In this series a special place is occupied by Professor Georgi Dimitrov in 1951, choir-conductor specialty at the State Music Academy. For the needs of the choir-conducting education, the professor creates several teaching aids, among which the "Choral arts talks", the multi-volume "choir chorus" (in co-authorship) and others. Parallel to this, starting in 1949, for more than 15 years he has held "summer courses" for the improvement of the professional qualification of the choral conductors and especially of the teachers-choral conductors.
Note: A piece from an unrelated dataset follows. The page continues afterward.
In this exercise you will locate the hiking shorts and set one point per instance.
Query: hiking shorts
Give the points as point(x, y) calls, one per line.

Dimitrov's choir-conducting school and his chore-conducting cadres were an important part of his "Golden Deposit" not only in the Bulgarian, but also in the world cultural treasury. He created a host of conductors-conductors, conductors-phenomena such as (in alphabetical order) Prof. Vassil Arnaudov, Prof. Veneta Vicheva, Varban Rangelov, Prof. Georgi Robev, Prof. Kiril Stefanov, Prof. Lilia Gyuleva, Lubomir Karoleev, Marin Tzonev, Acad. Hristo Nedyalkov, Acad. Valentin Bobevski, etc., whose art is recognized everywhere in the world. He is also known for fighting discrimination against women in the male-dominated conducting profession. Another important part of Dimitrov's contribution to Bulgarian culture is his choral work. Unlike his most famous songs written in Poland ("Ummrell Djerman", "I Move, I Move", "Seyla e"), Bulgarians are characterized by their vitality, patriotism, optimism, ingenuity and captivating humor ("Flowering Lichko-lyric "," Dülger's Sword "," Evening Twilight "," Siniger's Wedding "," Spring of Me, "" Sword of the Lilac ", etc.). the first Bulgarian a cappella cantata "Kratka na Rodina", for children and girls. Rough calculations show Dimitrov's working day may have been about 20 hours. In the morning, Dimitrov would get up early and go to the directorate, then to lectures and every night - he was necessarily present at a concert in Bulgaria Hall, where he had a "reserved" place on the first row before the first lodge or a show to be accurately informed. He would then visit to the Club of the Union of Bulgarian Composers and spend the midnight hours composing. He had iron health and easily endured the enormous daily stress. He was a man with a strong sense of humor, which he used "sparingly," but "right on the spot." He loved to cook and I admit that I tasted more gullish than his one in Hungary! He was not speechless, but all his speeches were precise and constructive.

Georgi Dimitrov managed relationships based on his professional assessments. This approach occasionally led to disagreements with governing institutions. He interacted with others directly and hosted guests.

The more the time progresses, the more he confirms the significance of the work of the artist, teacher and statesman Prof. Georgi Dimitrov. Despite the serious illness that has diminished his public activity during the last 15 years of his life, he never ceased to be interested in his problems and to give his wise advice about the development of Bulgarian musical art.